The Supreme Court granted cert (owing to a conflict among the circuits on this question of whether the prohibition on "possession" includes owner-directed transfers), and oral argument in the case (Henderson v. US) is on tap for this coming Tuesday (Feb. 24).

As part of its continuing battle against the epidemic of "civil asset forfeiture" in this country, the Institute for Justice submitted an amicus brief (which I authored, along with IJ's Rob Johnson) to the Court arguing for reversal. Henderson is not a "forfeiture" case in the strict sense—that is, it doesn't construe or apply any of the hundreds of provisions in federal law that deal expressly with forfeiture. But the 11th Circuit has imposed a de facto forfeiture on Henderson—he can't possess the firearms, he can't use the firearms, and if he can't transfer the firearms, what remains of his ownership interest in them?

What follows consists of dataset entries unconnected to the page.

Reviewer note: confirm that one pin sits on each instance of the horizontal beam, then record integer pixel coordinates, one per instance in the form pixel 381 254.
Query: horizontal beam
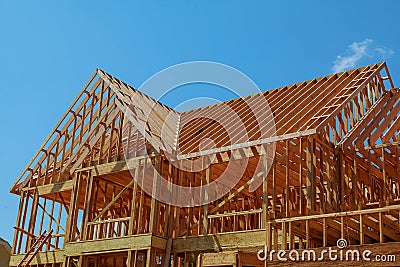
pixel 137 242
pixel 52 188
pixel 247 144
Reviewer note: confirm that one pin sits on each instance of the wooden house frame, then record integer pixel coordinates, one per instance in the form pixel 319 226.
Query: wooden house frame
pixel 334 174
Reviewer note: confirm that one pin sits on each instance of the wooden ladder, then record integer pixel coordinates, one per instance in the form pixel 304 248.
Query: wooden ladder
pixel 36 247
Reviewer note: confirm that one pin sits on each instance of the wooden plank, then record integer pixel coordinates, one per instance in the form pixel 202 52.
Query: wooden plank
pixel 52 188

As we point out in the brief, there is long-standing precedent from the Supreme Court—beginning with the fascinating 1939 case of U. S. v. One 1936 Model Ford V-8 De Luxe Coach (307 U.S. 219)—standing for the principle that forfeitures are not favored in the law, and that statutes should always be construed to avoid them unless they can be read no other way—a kind of "plain meaning" rule for statutes dealing with property deprivations. And because there are plenty of ways to read the felon-in-possession statute to avoid the "constructive possession" pit and to allow transfers of surrendered firearms to third parties—all other Circuits that have considered the question have come out this way—it should be read that way, and Henderson's transfer should not be barred.

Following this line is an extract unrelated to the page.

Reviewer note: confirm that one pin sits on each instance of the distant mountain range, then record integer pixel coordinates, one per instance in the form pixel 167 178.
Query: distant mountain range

There's an interesting additional wrinkle to the case. In its brief ostensibly defending the decision below, the government largely abandons it, and takes a position not too far from the one we are advocating. It now claims that the 11th Circuit did not decide as a matter of law that Henderson couldn't transfer his firearms to a willing buyer; rather, the government suggests, the court looked at the particular facts and circumstances surrounding the particular process that Henderson was proposing and decided that there was too much of a risk that he was, in fact, going to be exercising control over the firearms ("constructive possession") after the purported sale—that it was a kind of sham transaction, the request for which was properly denied.

So even in the government's view, the felon-in-possession statute should not be read to work de facto forfeitures, and it does not eliminate the felon's ownership right to transfer his/her property to third persons. That's a pretty substantial concession on their part—as I said, pretty much the result we were arguing for in our brief. [It appears to be inconsistent both with arguments the government made at earlier stages in the case, and with the actual language of the 11th Circuit opinion below, which does appear, in my reading, to hold that transfers for the felon's benefit are entirely barred—but I won't complain too much about that, because it gets the Court much closer to the right result.]

It makes this an even more perfect place for the Court to re-affirm that One Ford Coach principle, inasmuch as everyone now seems to be in agreement: that a construction of this statute that avoids a forfeiture is to be preferred to one that doesn't. Here's hoping the Court takes our invitation to re-assert that as a general principle (whichever way it comes out ultimately on whether, on the special facts of this case, Henderson's specific request had the ingredients necessary to avoid the "constructive possession" bar).